Washington Post Staff Writer Monday, January 25, 2010
During one of his Afghan review meetings last year, President Obama surprised senior advisers by jumping into a discussion between two military officials about a new study of post-traumatic stress disorder.
The flow of information to the president is usually carefully managed, and no one in the room had briefed Obama on the data. "It's not like we'd sent him the study, but he'd clearly seen it," one adviser said. "It was telling."
What it told of was a president who persists in seeking his own information, beyond what is offered to him. His lawyerly and orderly reliance on facts and data often has created an impression that Obama is cool and detached.
It is an image his advisers and friends reject. Instead, they paint a more nuanced and at times blurred portrait of a president who is deeply moved by the struggles of average citizens who stand up at town hall meetings or write thousands of letters to the White House -- 10 of which he reads each day.
When he turns to solving problems through policy, he reveres facts, calling for data and then more data. He looks for historical analogues and reads voraciously.
"This is someone who in law school worked with [Harvard professor] Larry Tribe on a paper on the legal implications of Einstein's theory of relativity," said senior adviser David M. Axelrod. "He does have an incisive mind; that mind is always put to use in pursuit of tangible things that are going to improve people's lives."
What influences this president, as he starts a second year in office and addresses the state of the union to an increasingly anxious public and restive Congress? What does he read? To whom does he turn for advice? For solace? For unfiltered information?
He has a wife who speaks her mind, and Michelle Obama has far more interaction with everyday Americans, especially military families. The first lady, a senior adviser said, is "his sounding board, his critic, his talk-things-through person, but it's a very private thing."
Obama leans on the trusted Chicago hands he has known for years -- Axelrod, White House Chief of Staff Rahm Emanuel and senior adviser Valerie Jarrett in particular. His political strategists conduct polling constantly, but it has little discernible impact.
"If he was poll-driven, we'd be doing better," one senior adviser said ruefully, adding, "but the country would be in a depression."
The president is affected above all by the calendar, which limits what he can accomplish before the White House must shift into reelection mode. That political reality has lent his first year in office a sense of urgency.

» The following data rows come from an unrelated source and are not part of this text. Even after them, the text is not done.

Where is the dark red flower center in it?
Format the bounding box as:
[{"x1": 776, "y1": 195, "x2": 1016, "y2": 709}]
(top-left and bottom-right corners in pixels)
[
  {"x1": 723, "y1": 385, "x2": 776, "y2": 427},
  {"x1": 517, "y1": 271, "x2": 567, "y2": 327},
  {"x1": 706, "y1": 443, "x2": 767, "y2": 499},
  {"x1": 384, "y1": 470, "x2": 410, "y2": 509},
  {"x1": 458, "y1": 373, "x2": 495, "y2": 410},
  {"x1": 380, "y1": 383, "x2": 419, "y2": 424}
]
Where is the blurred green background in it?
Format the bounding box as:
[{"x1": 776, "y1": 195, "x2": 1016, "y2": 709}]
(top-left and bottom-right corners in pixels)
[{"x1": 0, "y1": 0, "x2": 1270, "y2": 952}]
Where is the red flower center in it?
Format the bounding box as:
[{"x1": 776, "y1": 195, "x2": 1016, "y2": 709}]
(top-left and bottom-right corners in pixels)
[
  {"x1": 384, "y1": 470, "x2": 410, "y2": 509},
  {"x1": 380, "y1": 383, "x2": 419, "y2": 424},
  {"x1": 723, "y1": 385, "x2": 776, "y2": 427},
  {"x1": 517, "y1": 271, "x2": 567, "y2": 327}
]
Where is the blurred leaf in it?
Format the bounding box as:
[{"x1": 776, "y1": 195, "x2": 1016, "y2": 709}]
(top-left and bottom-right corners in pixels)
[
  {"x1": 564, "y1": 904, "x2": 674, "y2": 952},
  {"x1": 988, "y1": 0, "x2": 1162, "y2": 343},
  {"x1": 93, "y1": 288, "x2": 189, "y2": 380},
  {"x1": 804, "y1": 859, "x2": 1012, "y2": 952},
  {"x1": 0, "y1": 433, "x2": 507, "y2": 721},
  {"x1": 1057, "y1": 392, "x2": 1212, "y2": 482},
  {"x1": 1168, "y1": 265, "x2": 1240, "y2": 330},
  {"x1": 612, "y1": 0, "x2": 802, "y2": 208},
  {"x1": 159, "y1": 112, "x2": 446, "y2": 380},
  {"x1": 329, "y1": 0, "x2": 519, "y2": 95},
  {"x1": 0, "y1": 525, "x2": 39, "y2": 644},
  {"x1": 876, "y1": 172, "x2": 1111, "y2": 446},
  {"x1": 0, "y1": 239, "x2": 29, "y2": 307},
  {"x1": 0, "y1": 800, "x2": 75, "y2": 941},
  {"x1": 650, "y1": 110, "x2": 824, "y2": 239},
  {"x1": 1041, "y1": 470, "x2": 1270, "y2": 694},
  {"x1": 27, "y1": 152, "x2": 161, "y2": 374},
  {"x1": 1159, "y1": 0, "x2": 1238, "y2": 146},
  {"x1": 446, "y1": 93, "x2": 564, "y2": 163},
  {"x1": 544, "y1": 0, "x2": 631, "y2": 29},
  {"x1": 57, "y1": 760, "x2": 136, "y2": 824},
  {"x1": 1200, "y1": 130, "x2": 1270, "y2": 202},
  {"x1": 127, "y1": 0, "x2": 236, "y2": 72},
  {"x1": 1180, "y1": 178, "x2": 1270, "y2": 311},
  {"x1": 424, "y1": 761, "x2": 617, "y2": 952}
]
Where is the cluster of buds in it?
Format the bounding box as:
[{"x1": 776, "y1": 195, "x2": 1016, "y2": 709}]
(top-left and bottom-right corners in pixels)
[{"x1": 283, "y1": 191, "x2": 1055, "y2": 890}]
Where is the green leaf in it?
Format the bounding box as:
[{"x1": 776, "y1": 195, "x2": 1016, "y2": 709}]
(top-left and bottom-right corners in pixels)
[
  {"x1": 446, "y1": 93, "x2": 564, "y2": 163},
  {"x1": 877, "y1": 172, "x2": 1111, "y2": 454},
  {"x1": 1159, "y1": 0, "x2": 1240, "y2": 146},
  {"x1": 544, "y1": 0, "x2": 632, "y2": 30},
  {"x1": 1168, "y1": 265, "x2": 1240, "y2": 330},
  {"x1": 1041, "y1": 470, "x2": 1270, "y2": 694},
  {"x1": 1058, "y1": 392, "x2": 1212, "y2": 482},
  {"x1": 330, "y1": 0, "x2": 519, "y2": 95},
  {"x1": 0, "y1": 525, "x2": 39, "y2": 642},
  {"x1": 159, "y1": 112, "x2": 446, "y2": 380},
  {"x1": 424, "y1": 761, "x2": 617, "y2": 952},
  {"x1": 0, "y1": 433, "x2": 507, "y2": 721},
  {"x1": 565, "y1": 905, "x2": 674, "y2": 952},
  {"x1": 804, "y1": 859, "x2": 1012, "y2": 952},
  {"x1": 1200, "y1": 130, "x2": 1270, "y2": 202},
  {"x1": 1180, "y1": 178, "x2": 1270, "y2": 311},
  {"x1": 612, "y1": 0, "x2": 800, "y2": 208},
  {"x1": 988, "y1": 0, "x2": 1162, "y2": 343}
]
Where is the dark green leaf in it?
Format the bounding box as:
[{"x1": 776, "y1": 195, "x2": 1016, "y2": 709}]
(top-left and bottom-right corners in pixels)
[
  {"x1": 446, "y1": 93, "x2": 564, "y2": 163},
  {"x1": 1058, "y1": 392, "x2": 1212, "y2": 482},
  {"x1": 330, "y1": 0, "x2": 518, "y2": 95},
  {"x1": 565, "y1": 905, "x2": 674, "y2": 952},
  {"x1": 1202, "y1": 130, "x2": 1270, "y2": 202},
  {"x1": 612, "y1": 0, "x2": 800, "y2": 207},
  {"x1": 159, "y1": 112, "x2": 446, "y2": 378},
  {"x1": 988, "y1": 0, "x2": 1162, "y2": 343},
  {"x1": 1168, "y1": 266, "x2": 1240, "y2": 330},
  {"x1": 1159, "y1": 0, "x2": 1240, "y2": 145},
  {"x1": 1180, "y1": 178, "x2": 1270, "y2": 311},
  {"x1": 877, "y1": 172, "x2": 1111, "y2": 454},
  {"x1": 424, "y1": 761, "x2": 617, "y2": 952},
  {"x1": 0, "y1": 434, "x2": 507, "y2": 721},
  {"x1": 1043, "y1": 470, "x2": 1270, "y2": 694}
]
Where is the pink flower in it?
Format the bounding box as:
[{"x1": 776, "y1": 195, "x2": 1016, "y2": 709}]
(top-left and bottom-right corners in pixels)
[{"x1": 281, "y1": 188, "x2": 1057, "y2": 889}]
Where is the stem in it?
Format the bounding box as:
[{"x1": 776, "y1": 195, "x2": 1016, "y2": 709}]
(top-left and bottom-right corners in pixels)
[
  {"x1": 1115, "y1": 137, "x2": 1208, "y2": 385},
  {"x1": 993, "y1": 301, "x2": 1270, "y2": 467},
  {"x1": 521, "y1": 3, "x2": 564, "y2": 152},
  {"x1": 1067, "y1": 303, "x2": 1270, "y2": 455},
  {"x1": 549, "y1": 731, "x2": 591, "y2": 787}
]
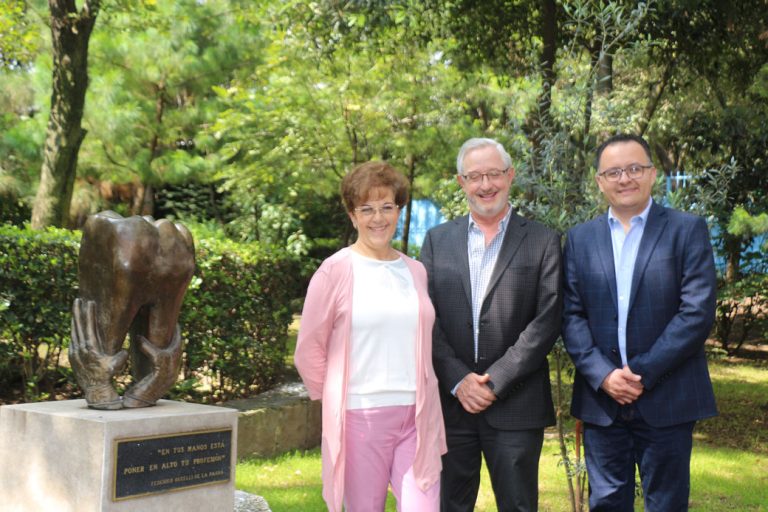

The Internet (and mainstream media, too)
Obama is the first truly wired president, the first to have Internet access at his desk and to converse regularly via e-mail. This fingertip access sends him "constantly" online, said one senior adviser, and the information he finds there influences his thinking and some of his deliberations. He also "uses the Internet like a normal adult," said another aide, "reading news articles, checking sports scores."